Limitations & Future Work¶
- While synthetic errors passed blind tests, they may still deviate from long-tail real-world failures such as rare platform heterogeneity.
- The evaluation depends on GPT-4.1-mini as a judge, which introduces inherent LLM bias.
- Currently, this is a benchmark; the work lacks a closed-loop experiment demonstrating that training agents on these trajectories leads to improved execution.
- Difficulty is tiered by error count, which may not always correspond to true cognitive complexity.
Related Work & Insights¶
- Comparison to prior benchmarks (EnvBench, etc.): EnConda-Bench scales the number of instances significantly and introduces process-level granularity, identifying where agents fail.

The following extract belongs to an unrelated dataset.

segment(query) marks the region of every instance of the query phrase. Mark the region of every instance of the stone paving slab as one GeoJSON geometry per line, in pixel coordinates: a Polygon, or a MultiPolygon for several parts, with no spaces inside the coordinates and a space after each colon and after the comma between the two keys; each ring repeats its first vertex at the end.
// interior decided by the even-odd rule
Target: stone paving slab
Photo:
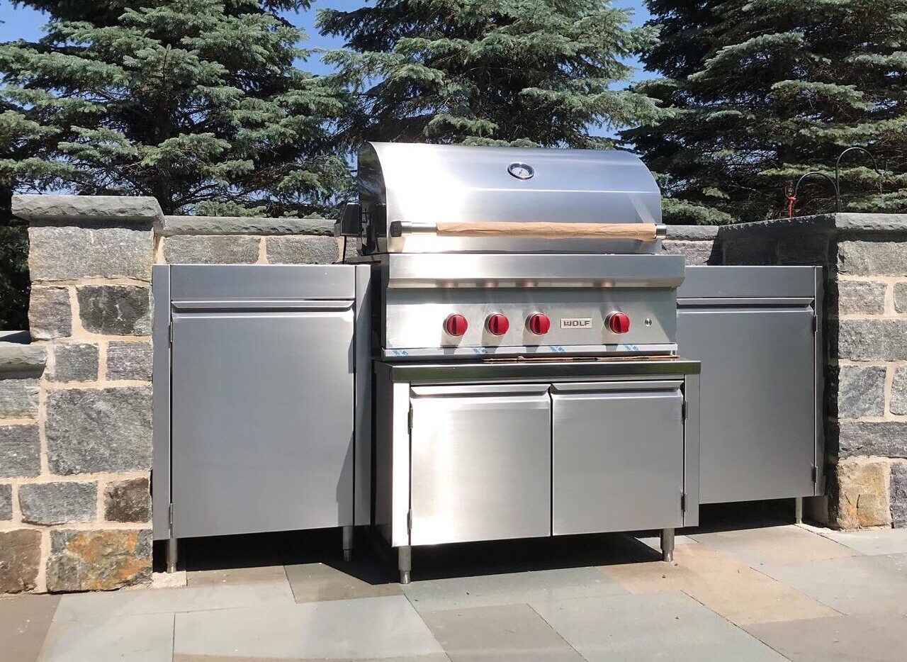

- Comparison to Repo2Run: While Repo2Run focuses on the agentic architecture for configuration, EnConda-Bench provides the diagnostic framework to analyze such agents' internal weaknesses.
- Inspiration: The methodology of decomposing black-box metrics into trajectory-level capability dimensions can be extended to other long-process tasks like scientific research or GUI agents.
Rating¶
- Novelty: ⭐⭐⭐⭐⭐ Reverse injection generation + process-level diagnostic metrics.
- Experimental Thoroughness: ⭐⭐⭐⭐ Broad coverage of models and frameworks; however, lacks a closed-loop training improvement result.
- Writing Quality: ⭐⭐⭐⭐ Clear motivation and well-defined pipeline.
- Value: ⭐⭐⭐⭐⭐ Provides a scalable and diagnostic benchmark for a critical bottleneck in SWE agents.